New Policies and Procedures
Exposures to BBFs pose a very large safety risk to nurses.
According to data from EPINet, 47.7% of nurses were exposed to BBFs
while on the job in 2012. Perhaps even more alarming, from 2003 to 2012,
83.9% had BBFs touch unprotected skin. These rates are high because
nurses aren’t protected from unanticipated exposures, and compliance
with PPE is surprisingly low. There is mounting evidence as well that
nurses’ attire is contaminated with pathogens and can thus become a
vector of transmission to other nurses as well as the patients they
treat.
Mitchell believes that hospitals need to have programs in place that not
only promote the use of PPE, but also measure compliance. This type of
surveillance can allow the facility to identify where risks are high and
compliance is low, and target programs in those areas, thus reducing
exposures and reducing risk.
“EPINet is free to use and is an example of a surveillance system that
can help hospitals to reduce risks,” Mitchell says. “The National
Institute for Occupational Safety and Health [NIOSH] is launching a
national system called the Occupational Health Safety Network [OHSN],
and it is compatible with EPINet. Using systems like these allow
facilities to compare themselves to others like them and to constantly
improve.”
It is important to remember that safety is guided by a hierarchy of
controls, which means that it is important first to eliminate hazards
and risks to the lowest possible extent. Mitchell says this is done
using engineering controls such as safety-engineered devices that
eliminate or protect needles (e.g., needleless IV systems, retracting or
shielded needles used on syringes, and blunt suture needles). For
exposures to BBFs that splash and splatter, engineering controls might
include closed systems for suction canisters or spill-resistant specimen
containers. It may even include the use of new innovations in textiles,
including those that are fluid-repellent and antimicrobial so that BBFs
run right off of them, and fluids don’t soak in to the skin.

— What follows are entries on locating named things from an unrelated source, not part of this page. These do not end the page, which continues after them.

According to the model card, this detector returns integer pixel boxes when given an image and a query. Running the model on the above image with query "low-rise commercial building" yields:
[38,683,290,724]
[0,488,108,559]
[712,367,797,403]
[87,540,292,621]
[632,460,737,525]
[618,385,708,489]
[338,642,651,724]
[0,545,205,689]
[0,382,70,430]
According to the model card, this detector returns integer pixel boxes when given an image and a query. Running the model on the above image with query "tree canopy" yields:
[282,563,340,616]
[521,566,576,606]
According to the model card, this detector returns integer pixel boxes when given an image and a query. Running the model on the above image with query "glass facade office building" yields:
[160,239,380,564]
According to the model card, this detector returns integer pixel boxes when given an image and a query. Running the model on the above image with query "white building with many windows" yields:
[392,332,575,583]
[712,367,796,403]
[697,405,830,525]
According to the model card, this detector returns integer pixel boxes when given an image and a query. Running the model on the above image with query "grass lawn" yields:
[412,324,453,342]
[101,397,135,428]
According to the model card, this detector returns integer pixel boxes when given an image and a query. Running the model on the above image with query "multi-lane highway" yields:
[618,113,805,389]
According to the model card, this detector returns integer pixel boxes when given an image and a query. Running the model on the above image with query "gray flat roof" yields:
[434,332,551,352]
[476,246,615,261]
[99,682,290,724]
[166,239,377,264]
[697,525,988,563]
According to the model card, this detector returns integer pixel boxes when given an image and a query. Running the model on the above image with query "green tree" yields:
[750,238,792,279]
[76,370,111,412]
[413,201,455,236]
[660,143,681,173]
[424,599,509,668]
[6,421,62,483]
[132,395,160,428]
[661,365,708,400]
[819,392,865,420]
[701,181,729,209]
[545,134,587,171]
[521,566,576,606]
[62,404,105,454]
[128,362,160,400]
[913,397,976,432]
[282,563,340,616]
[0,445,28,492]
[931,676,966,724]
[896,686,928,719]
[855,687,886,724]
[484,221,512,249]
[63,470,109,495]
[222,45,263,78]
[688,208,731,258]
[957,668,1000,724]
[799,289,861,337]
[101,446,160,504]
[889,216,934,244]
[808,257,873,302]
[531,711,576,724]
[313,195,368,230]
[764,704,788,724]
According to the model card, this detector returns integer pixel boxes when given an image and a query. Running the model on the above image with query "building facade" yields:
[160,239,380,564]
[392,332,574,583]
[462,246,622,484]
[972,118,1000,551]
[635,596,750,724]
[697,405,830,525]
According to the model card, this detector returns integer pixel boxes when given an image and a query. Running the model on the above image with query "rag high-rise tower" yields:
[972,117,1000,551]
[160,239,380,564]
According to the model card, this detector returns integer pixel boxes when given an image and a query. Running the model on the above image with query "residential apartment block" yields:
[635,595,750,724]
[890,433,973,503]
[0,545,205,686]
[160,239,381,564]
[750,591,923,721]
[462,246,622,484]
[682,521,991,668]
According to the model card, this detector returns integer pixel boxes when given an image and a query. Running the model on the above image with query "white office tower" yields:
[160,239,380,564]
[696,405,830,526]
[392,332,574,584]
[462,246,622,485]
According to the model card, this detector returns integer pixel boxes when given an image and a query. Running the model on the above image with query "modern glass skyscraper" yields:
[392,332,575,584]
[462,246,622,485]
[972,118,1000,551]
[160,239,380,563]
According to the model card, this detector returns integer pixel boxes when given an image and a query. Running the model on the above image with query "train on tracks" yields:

There will always be more that can be done to address nursing safety
risks, Mitchell believes. Organizations like OSHA, NIOSH, and the
Association of PeriOperative Registered Nurses, are always open to
feedback, and it is only in providing them with your experiences and
opinions that they can provide better guidance.
Mitchell adds that addressing nursing safety risks means creating the
safest possible working environments and identifying and measuring
hazards, so that programs and interventions can be designed to target
and prevent them.
“This involves frontline nurses contributing to the review, evaluation,
and selection of engineering controls, medical devices, and even
textiles used in their hospitals,” Mitchell says. “Finally, it means
working together across specialties, across units, across facilities,
and across disciplines to share ideas, foster collaboration, and learn
from each other.”
Terah Shelton Harris is a freelance writer based in Alabama.